When designing 3D models in Solidworks with the intent of fastening with machine screws, you might not think of directly modeling machined threads into your design. If your threads are coarse enough though, it may work better than modeling a hole with no threads since you won’t have to use a nut or threaded insert hardware.
As an example, I recently modeled a part that would be attached to a tripod. A tripod bolt is typically 1/4 inch diameter x 20 threads per inch. It’s not too hard in Solidworks to model a threaded hole. Basically it’s a matter of creating a helix, creating a sketch that defines the thread cut shape, then perform a swept cut.

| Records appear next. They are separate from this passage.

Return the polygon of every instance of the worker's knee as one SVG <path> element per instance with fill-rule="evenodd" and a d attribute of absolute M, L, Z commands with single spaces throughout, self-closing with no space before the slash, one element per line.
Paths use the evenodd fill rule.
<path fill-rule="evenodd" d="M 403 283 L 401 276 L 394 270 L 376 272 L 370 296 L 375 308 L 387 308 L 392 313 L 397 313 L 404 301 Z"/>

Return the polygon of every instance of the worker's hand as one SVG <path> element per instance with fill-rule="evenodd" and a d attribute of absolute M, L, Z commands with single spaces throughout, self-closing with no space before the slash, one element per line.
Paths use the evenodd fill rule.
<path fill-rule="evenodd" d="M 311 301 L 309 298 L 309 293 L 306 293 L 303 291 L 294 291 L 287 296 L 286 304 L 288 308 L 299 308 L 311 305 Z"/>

Triangular shape used to cut threads.
Depending upon the resolution of your 3D printer, your results will vary. I used an FDM printer that has a .2mm per layer thickness at the finest setting, and it worked well enough. The fit was a little tight, but not too bad. You may have to experiment with the thread modeling to get it just right. I have also found that if you get the untapped hole size correct you can cut threads with a fine pitch machine screw though it’s a bit tough. I have used that technique with 4-40 screws and it worked well enough to fasten 2 parts together. Calling it “cutting threads” with a 4-40 screw may be a little generous, but it did the job
I’d certainly consider using this technique for coarse machine threads into printed plastic. You could even use it for a better fit for self tapping screws, as it may help relieve stress as well as prove better for straight insertion of the screw rather than being at an angle which sometimes happens with self tapping screws. Your 3D print will not be as pretty as the above rendered threaded hole, but should be good enough to enable use of a threaded screw and integrating the nut right into the 3D print.